Nguyen Van Toan, deputy chair of the Foreign Invested Enterprises’ Association, warned that if foreign investors from tax havens deliberately dodge the laws and conduct transfer pricing, this will have serious impact on Vietnam’s economy.
Toan said it was necessary for state management agencies to check all the foreign invested projects, no matter where they are from, to find out what projects have stopped operation, gone bankrupt or have been sold, so as to set up reasonable solutions.
Enterprises, through contracts on goods supply signed with legal entities in tax havens, could wrongly declare production costs higher than the real costs. This allows them to reduce the tax they have to pay in Vietnam.
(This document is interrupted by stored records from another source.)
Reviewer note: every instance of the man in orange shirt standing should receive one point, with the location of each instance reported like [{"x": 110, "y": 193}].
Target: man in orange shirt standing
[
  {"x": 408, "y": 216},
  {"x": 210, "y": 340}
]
Do Thien Anh Tuan, a lecturer of the Fulbright Economics Teaching Program (FETP), said that based on Vietnamese laws, Vietnam can only consider inter-border transactions made by the people listed in the Panama Papers, including transactions on services, goods and currencies, to find out if the transactions were declared in a transparent way as demanded by the law.
Vietnam also can check if the investments observe regulations on licensing and go within the permitted fields, and if there were business activities or transactions of goods and services with overseas entities.
One of the typical characteristics of the businesses set up in tax havens to avoid tax is that they don’t carry out any production and business activities. The investors only register legal entities to serve their tricks of avoiding tax.
Tuan said in order to find out if the individuals listed in the Panama Papers committed dubious acts, it is necessary to define their taxable income in Vietnam before they transfer money to tax havens.
Tuan noted that in the BOP (balance of payments) shown on the State Bank of Vietnam’s website, the ‘errors and omissions’ column usually shows high figures.
“This shows that a big volume of foreign currencies go abroad without declaration which is not taken into account in BOP,” Tuan said.